The Shuswap Country, or simply the Shuswap, (Note: Shuswap is pronounced /ˈʃuːʃwɑːp/ SHOOSH-wahp and called Secwepemcúl̓ecw in the indigenous Shuswap language.) is a term used in the Canadian province of British Columbia to refer to the environs of Shuswap Lake. The upper reaches of the Shuswap basin, southeast of Shuswap Lake and northeast of the Okanagan, are generally considered to be part of Okanagan or of the Monashee Country rather than "the Shuswap".

Roughly defined, the Shuswap Country begins on its west at the town of Chase, located on Little Shuswap Lake, west of which is the South Thompson area of the Thompson Country, and includes Adams Lake to the northwest of Shuswap Lake as well as communities in the Eagle River area as far as Craigellachie and Three Valley Gap, which is at the summit of Eagle Pass, beyond which eastwards is the Columbia Country.

The Shuswap name was first applied to the Secwépemc first nation and the country on which they lived.

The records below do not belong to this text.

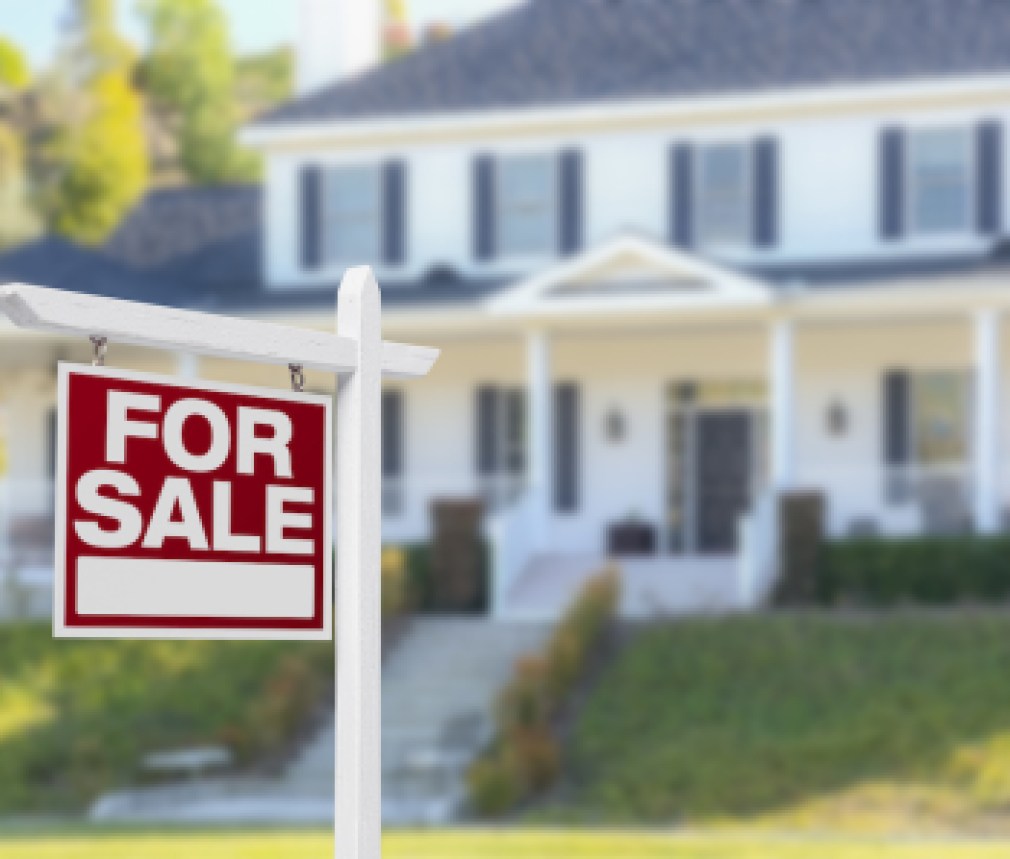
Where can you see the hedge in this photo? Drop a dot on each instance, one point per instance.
(525, 758)
(930, 571)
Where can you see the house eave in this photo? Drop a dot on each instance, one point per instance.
(628, 112)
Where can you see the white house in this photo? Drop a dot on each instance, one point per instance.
(681, 256)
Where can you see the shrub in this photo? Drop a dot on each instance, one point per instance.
(495, 783)
(395, 587)
(537, 756)
(525, 700)
(932, 571)
(526, 757)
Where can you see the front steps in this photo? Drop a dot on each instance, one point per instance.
(439, 686)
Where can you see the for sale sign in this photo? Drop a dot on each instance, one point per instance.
(191, 510)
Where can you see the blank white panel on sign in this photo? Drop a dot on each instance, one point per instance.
(162, 588)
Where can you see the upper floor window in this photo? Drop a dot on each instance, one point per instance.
(527, 200)
(939, 180)
(723, 186)
(351, 213)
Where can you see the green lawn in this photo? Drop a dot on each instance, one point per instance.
(487, 846)
(873, 724)
(77, 717)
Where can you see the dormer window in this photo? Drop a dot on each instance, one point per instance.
(351, 214)
(527, 205)
(939, 180)
(724, 196)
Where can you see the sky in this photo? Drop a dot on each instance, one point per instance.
(256, 24)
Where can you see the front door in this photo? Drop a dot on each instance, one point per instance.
(722, 476)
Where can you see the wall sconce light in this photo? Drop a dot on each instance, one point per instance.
(836, 418)
(614, 425)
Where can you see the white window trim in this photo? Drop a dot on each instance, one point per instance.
(911, 186)
(967, 417)
(553, 202)
(329, 257)
(748, 192)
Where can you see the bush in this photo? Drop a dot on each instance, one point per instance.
(930, 571)
(495, 784)
(526, 758)
(419, 583)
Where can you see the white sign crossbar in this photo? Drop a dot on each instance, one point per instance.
(65, 312)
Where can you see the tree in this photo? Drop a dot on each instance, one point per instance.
(99, 158)
(105, 163)
(17, 219)
(190, 72)
(14, 74)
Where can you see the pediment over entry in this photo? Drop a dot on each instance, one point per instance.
(632, 270)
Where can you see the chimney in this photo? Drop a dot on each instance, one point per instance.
(336, 38)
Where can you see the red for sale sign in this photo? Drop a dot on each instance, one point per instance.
(191, 510)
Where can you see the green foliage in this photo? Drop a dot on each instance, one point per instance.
(97, 843)
(103, 163)
(190, 71)
(14, 72)
(263, 80)
(420, 583)
(17, 220)
(525, 758)
(817, 721)
(97, 158)
(931, 571)
(76, 718)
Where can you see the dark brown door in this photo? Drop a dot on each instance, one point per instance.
(723, 477)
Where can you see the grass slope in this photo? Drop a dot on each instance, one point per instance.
(77, 717)
(483, 846)
(897, 722)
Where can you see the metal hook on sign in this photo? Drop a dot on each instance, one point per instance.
(99, 347)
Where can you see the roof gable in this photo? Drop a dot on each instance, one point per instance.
(631, 272)
(549, 53)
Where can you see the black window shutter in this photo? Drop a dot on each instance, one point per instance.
(484, 207)
(766, 215)
(989, 193)
(392, 434)
(310, 203)
(892, 183)
(897, 433)
(394, 212)
(570, 210)
(567, 453)
(486, 430)
(682, 195)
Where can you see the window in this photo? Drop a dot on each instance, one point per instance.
(723, 185)
(527, 199)
(939, 180)
(939, 407)
(351, 214)
(501, 443)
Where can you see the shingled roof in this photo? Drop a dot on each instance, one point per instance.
(547, 53)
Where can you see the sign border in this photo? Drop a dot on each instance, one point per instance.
(60, 628)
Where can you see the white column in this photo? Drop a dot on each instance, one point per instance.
(188, 366)
(781, 378)
(359, 623)
(539, 386)
(987, 420)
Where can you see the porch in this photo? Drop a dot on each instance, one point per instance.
(891, 404)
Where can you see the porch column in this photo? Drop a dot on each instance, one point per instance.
(781, 404)
(538, 383)
(987, 421)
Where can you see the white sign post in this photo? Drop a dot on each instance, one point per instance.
(359, 357)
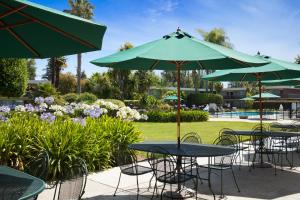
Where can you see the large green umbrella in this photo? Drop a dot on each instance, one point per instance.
(29, 30)
(265, 95)
(285, 82)
(276, 69)
(178, 51)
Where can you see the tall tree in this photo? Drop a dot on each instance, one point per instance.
(297, 59)
(217, 36)
(31, 68)
(121, 77)
(54, 67)
(84, 9)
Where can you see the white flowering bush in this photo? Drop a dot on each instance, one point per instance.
(48, 111)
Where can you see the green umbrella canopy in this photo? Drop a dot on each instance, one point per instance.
(172, 98)
(247, 99)
(182, 48)
(286, 82)
(265, 95)
(29, 30)
(277, 69)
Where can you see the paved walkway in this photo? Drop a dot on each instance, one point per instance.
(255, 184)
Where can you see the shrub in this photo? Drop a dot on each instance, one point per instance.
(87, 97)
(205, 98)
(13, 77)
(24, 135)
(185, 116)
(71, 97)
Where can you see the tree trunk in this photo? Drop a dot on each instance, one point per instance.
(78, 73)
(53, 70)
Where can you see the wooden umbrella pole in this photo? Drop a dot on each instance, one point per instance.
(178, 103)
(260, 104)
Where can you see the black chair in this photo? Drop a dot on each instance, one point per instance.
(264, 145)
(221, 163)
(127, 161)
(72, 182)
(166, 171)
(38, 165)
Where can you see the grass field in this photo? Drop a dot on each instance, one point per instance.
(207, 130)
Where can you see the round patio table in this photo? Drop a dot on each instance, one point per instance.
(185, 150)
(17, 185)
(275, 134)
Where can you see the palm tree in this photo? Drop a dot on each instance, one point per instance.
(84, 9)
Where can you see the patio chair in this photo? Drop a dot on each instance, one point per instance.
(72, 182)
(166, 171)
(38, 165)
(264, 145)
(221, 163)
(240, 146)
(127, 161)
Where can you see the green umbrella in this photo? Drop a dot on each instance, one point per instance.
(247, 99)
(276, 69)
(265, 95)
(29, 30)
(172, 98)
(178, 51)
(285, 82)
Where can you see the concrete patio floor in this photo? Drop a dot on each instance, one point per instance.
(259, 183)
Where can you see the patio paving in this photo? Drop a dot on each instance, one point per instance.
(255, 184)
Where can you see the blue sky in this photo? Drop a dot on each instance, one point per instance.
(270, 26)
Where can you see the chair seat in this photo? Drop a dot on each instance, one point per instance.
(173, 178)
(136, 170)
(217, 166)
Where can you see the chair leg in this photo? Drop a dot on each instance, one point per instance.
(237, 186)
(118, 184)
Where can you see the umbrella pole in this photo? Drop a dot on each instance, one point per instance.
(178, 104)
(260, 105)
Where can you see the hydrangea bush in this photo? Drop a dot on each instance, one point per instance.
(48, 111)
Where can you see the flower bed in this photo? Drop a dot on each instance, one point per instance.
(94, 132)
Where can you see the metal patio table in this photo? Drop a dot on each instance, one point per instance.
(17, 185)
(185, 150)
(275, 134)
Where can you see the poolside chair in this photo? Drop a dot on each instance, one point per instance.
(72, 182)
(221, 163)
(129, 165)
(241, 147)
(38, 165)
(165, 169)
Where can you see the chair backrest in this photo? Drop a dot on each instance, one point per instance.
(162, 163)
(191, 137)
(227, 159)
(38, 166)
(126, 159)
(230, 134)
(73, 181)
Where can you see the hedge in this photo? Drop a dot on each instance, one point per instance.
(185, 116)
(204, 98)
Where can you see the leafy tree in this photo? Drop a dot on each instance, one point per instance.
(54, 67)
(67, 83)
(13, 77)
(84, 9)
(31, 68)
(217, 36)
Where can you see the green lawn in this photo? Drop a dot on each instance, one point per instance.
(207, 130)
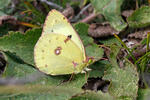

It thus roughly defined the country between the Kootenays and the Lower Fraser Valley.

==Settlements and towns==
- Chase
- Enderby (also considered part of the Okanagan)
- Falkland
- Grindrod (also considered part of the Okanagan)
- Salmon Arm
  - Canoe
- Sicamous
- Malakwa
- Celista
- Scotch Creek
- Sorrento
- Seymour Arm

==Usages==
The Shuswap is often referred to in tandem form: Kamloops-Shuswap, Columbia-Shuswap, Okanagan-Shuswap/Shuswap-Okanagan.